May 17.] TRINITY SUNDAY.

May 17.]

TRINITY SUNDAY.

Its observance is said to have first been established by Archbishop Becket, soon after his consecration. “Hic post consecrationem suam instituit festivitatem principalem S. Trinitatis annis singulis in perpetuam celebrandam, quo die primam missam suam celebravit.”—Wharton, H., Anglia Sacra, 1691, fol. pt. i. p. 8.

It is still customary for the judges and great law-officers of the Crown, together with the Lord Mayor, Aldermen, and Common Council, to attend Divine Service at St. Paul’s Cathedral, and hear a sermon.

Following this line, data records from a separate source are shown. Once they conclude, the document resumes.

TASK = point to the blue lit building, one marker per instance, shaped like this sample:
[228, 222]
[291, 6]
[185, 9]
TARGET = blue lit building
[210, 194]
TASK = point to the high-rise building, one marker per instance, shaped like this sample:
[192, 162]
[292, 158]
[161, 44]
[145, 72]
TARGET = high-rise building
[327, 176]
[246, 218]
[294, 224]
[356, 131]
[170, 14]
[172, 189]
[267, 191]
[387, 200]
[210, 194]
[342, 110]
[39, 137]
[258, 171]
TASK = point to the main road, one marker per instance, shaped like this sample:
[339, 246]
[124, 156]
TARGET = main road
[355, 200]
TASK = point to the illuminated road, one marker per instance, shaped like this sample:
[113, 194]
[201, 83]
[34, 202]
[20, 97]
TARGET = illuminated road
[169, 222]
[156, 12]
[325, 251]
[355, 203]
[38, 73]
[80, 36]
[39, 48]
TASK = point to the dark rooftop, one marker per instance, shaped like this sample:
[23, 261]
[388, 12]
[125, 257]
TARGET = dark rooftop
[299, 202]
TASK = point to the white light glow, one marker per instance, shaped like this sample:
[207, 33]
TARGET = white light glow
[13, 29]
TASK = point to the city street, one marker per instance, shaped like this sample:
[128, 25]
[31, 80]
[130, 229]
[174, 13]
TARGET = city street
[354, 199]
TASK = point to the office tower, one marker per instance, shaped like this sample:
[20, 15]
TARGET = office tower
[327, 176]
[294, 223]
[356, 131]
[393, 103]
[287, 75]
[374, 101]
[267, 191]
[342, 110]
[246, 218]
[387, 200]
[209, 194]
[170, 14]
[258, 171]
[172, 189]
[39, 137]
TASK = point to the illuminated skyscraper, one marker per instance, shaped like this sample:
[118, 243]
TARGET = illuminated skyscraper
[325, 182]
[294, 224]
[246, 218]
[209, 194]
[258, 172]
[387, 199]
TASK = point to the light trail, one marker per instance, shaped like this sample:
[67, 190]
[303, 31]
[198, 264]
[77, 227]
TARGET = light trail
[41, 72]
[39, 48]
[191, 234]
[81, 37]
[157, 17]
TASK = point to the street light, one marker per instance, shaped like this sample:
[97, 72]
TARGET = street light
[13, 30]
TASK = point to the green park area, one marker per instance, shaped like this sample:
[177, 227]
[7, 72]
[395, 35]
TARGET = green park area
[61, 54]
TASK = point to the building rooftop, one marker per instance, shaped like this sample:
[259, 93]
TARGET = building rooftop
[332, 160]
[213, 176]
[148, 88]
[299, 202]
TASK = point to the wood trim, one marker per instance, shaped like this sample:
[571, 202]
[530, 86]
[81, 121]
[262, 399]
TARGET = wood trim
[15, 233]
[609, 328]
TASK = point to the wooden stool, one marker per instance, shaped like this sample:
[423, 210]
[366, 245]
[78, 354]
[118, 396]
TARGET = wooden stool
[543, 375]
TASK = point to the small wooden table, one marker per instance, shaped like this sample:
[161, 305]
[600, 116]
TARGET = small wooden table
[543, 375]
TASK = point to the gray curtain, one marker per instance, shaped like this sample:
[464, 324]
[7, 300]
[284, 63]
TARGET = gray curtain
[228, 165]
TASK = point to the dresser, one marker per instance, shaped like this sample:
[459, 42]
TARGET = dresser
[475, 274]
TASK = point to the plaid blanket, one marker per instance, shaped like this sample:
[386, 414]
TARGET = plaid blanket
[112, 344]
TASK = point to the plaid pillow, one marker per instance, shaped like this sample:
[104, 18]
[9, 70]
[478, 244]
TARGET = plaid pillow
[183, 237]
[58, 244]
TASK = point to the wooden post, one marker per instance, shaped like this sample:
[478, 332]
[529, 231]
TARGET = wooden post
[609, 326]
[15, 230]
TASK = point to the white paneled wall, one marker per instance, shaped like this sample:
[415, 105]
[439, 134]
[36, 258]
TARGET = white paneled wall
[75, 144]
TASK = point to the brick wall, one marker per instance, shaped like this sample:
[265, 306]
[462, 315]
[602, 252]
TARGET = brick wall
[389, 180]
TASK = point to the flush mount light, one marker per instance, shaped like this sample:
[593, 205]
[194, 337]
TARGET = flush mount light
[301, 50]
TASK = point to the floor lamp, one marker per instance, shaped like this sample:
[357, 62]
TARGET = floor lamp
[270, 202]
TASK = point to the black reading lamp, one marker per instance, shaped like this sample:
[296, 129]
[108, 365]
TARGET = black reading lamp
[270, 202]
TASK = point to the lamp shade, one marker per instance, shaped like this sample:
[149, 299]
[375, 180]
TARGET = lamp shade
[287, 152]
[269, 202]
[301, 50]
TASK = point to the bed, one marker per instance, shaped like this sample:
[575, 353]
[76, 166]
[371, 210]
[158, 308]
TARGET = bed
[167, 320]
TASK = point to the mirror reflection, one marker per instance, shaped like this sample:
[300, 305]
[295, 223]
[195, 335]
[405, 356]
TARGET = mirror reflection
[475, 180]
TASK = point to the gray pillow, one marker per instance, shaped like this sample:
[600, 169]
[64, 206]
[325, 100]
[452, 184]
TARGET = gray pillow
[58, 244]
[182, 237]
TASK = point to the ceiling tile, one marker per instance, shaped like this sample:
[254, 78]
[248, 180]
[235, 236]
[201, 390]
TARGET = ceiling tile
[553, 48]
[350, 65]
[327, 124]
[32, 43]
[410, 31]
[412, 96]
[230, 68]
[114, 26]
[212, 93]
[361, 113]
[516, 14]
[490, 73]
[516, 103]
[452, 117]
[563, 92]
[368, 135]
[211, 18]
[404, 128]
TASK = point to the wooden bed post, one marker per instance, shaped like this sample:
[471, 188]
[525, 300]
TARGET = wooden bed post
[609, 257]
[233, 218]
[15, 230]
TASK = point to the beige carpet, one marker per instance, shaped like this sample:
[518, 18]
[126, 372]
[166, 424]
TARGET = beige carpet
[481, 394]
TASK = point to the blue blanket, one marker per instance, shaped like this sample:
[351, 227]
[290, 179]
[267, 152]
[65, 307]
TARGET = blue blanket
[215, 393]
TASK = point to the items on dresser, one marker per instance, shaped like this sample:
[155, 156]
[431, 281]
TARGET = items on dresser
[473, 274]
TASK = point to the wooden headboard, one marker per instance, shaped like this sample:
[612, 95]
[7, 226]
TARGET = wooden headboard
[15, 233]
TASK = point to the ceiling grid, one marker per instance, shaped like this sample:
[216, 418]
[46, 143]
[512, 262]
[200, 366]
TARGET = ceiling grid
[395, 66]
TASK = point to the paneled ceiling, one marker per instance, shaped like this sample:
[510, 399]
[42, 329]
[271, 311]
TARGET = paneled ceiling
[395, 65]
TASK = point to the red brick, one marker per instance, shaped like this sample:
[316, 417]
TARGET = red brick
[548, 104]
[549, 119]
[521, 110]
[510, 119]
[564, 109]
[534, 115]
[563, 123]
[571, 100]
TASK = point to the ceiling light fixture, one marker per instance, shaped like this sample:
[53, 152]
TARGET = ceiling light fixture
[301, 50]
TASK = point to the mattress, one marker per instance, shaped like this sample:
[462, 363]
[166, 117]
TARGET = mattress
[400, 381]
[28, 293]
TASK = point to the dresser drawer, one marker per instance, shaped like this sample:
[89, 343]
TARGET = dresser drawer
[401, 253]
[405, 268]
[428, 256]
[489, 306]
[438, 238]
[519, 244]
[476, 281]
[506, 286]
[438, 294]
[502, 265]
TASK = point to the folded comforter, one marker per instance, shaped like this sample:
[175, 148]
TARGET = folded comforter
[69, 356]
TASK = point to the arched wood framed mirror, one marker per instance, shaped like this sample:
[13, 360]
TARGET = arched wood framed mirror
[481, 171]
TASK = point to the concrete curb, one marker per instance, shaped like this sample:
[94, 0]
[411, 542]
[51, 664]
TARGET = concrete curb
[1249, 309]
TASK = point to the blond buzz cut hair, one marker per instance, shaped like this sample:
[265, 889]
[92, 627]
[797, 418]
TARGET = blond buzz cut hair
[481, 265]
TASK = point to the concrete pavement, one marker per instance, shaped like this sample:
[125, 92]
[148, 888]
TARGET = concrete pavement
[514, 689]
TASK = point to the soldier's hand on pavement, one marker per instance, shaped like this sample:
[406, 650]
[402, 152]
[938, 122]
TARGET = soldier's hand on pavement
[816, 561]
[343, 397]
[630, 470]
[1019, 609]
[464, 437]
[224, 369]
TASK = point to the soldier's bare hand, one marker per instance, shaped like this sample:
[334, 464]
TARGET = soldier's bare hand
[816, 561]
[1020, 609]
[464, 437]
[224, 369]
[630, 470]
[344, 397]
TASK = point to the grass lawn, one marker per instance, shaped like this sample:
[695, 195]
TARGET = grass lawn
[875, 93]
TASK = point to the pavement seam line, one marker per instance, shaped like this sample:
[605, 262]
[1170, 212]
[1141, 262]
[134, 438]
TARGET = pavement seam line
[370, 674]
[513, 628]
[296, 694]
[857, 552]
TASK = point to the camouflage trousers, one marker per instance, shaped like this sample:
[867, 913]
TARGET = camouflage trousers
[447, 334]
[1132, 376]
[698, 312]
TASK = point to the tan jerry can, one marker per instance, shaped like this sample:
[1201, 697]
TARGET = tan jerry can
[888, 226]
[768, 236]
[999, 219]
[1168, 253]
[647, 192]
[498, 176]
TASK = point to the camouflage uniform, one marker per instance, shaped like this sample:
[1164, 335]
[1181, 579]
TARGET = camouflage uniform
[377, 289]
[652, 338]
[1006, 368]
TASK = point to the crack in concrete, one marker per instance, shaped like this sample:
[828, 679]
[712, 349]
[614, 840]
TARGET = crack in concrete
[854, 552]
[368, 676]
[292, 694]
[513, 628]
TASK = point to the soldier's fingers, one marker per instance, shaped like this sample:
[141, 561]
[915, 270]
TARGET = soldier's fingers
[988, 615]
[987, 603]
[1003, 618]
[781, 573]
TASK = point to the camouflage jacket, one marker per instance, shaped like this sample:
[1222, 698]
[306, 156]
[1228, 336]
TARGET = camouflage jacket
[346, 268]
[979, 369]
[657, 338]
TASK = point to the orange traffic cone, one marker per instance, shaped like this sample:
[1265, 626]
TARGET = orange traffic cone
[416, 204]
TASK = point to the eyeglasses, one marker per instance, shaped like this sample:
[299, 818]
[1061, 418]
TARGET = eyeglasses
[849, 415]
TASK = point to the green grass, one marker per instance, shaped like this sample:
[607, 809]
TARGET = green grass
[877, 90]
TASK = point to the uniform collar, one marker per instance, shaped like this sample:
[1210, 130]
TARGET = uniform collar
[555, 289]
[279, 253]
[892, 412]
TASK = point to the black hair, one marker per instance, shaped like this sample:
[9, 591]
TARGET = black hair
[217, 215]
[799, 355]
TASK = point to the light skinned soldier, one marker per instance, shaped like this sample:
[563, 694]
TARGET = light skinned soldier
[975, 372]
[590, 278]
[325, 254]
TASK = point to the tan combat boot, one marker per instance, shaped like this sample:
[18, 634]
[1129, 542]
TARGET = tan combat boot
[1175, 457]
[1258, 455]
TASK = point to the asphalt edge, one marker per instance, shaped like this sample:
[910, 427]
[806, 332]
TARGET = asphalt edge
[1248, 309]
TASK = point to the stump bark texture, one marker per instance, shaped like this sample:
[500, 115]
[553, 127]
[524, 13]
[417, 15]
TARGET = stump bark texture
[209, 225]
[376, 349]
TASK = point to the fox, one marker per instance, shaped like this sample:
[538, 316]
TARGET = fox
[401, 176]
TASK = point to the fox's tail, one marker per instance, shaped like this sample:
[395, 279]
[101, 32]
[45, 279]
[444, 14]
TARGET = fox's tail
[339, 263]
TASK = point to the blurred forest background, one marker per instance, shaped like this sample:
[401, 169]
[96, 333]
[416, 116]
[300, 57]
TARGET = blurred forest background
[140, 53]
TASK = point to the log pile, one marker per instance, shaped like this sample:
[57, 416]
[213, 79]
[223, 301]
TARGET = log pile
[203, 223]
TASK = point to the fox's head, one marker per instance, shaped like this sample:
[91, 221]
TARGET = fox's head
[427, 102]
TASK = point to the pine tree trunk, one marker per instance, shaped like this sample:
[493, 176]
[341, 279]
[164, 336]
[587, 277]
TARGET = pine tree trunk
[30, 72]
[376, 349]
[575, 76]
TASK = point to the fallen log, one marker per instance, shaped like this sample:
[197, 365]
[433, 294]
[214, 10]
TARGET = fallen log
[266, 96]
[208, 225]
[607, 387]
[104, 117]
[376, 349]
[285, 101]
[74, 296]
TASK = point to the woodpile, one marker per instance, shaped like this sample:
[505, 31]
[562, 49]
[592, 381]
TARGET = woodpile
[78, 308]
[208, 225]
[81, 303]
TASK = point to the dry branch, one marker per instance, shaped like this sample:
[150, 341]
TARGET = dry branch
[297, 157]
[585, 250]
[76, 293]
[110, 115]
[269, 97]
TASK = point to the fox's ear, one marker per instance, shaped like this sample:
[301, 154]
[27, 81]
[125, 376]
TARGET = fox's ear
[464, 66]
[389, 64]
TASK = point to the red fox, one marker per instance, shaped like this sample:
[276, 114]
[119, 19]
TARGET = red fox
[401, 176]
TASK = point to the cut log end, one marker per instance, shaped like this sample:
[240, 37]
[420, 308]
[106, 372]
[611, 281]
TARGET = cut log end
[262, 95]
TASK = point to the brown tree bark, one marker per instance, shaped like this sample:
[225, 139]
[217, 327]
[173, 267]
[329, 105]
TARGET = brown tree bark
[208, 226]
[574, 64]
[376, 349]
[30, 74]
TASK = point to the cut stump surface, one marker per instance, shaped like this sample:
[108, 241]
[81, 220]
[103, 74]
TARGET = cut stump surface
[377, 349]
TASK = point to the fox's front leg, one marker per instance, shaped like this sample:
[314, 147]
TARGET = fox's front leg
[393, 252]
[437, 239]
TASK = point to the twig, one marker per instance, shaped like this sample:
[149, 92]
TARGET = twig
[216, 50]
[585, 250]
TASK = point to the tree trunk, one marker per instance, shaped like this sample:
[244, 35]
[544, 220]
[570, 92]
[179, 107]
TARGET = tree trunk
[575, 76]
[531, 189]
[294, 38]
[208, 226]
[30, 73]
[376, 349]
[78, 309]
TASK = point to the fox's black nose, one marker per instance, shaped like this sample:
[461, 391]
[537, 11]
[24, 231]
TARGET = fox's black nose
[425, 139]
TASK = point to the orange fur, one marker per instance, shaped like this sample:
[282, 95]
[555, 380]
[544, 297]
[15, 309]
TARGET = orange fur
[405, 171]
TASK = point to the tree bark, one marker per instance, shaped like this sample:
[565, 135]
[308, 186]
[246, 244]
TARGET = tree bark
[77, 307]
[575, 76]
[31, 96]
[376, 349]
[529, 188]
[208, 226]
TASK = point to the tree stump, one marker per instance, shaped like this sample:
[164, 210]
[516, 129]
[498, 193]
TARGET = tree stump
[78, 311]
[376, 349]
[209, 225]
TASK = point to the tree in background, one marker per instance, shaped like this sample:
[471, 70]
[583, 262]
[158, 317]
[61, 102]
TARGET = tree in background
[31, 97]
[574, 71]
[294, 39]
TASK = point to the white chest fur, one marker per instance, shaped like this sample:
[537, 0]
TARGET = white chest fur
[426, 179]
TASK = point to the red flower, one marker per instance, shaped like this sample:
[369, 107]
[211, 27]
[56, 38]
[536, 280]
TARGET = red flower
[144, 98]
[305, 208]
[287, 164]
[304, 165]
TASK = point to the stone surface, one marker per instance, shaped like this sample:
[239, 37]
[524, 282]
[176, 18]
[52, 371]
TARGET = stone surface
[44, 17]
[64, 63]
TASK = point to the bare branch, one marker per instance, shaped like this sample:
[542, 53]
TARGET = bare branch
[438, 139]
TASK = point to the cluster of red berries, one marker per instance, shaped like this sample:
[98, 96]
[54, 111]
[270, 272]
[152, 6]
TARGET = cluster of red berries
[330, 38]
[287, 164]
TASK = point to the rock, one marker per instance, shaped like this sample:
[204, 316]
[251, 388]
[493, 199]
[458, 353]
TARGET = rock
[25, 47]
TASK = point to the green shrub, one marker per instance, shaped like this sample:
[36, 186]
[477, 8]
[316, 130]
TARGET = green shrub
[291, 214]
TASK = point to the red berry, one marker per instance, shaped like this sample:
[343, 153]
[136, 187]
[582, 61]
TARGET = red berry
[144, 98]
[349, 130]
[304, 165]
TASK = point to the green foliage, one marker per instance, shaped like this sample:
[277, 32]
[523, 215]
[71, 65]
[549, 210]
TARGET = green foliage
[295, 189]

On Trinity Sunday, formerly, processions of children, with garlands of flowers and ribbons, were common.—Timbs’ Something for Everybody, 1861, p. 83.

Lincolnshire.

The parish of Clee possesses a right of cutting rushes from a piece of land, called “Bescars,” for the purpose of strewing the floor of the church every Trinity Sunday. A small quantity of grass is annually cut to preserve this right.—Edwards, Old English Customs and Charities, p. 217.

Northumberland.

The following extract is taken from the Newcastle Daily Journal of June 17th, 1867:—

Yesterday being Trinity Sunday, in pursuance of a time-honoured custom, the Master, Deputy-Master, and Brethren of the Ancient and Honourable Corporation of the Trinity House attended officially in All Saints’ Parish Church, Newcastle. A noteworthy relic of the past in connection with the service was the performance on the organ (on the entrance and exit of the Master and Brethren) of the national air, ‘Rule Britannia.’ The rendering of a secular air—even as an evidence of respect—has been objected to; but the organist cites the custom of half a century.

Wiltshire.

Aubrey, in his Miscellanies (1714, p. 49), speaking of Newnton, says: “Upon every Trinity Sunday, the parishioners being come to the door of the hayward’s house, the door was struck thrice in honour of the Holy Trinity; they then entered. The bell was rung; after which, silence being ordered, they read their prayers aforesaid. Then was a ghirland of flowers (about the year 1660 one was killed striving to take away the ghirland) made upon an hoop, brought forth by a maid of the town upon her neck, and a young man (a bachelor) of another parish first saluted her three times in honour of the Trinity, in respect of God the Father. Then she puts the ghirland upon his neck and kisses him three times in honour of the Trinity, particularly God the Son. Then he puts the ghirland on her neck again, and kisses her three times in honour of the Holy Trinity and particularly the Holy Ghost. Then he takes the ghirland from her neck, and, by the custom, must give her a penny at least, which, as fancy leads, is now exceeded, as 2s. 6d., &c. The method of giving this ghirland is from house to house annually, till it comes round. In the evening, every commoner sends his supper to this house, which is called the Eale-house; and having before laid in there equally a stock of malt, which was brewed in the house, they sup together, and what was left was given to the poor.”

WALES.

A very ancient custom is observed on Trinity Sunday in Carnarvonshire: the offerings of calves and lambs which happen to be born with the Nod Beuno, or mark of St. Beuno—a certain natural mark in the ear,—have not yet entirely ceased. They are brought to church (but formerly to the monastery[62]) of Clynnok Vaur on Trinity Sunday, and delivered to the churchwardens, who sell and account for them, depositing the money in a great chest, called Cyff St. Beuno, made of one oak, and secured with three locks. From this, the Welsh have a proverb for attempting any very difficult thing. “You may as well try to break open St. Beuno’s chest.” The little money resulting from the sacred beasts, or casual offerings, is applied either to the relief of the poor or in aid of repairs.— Pennant, Tour through North Wales, 1781, vol. ii. p. 210.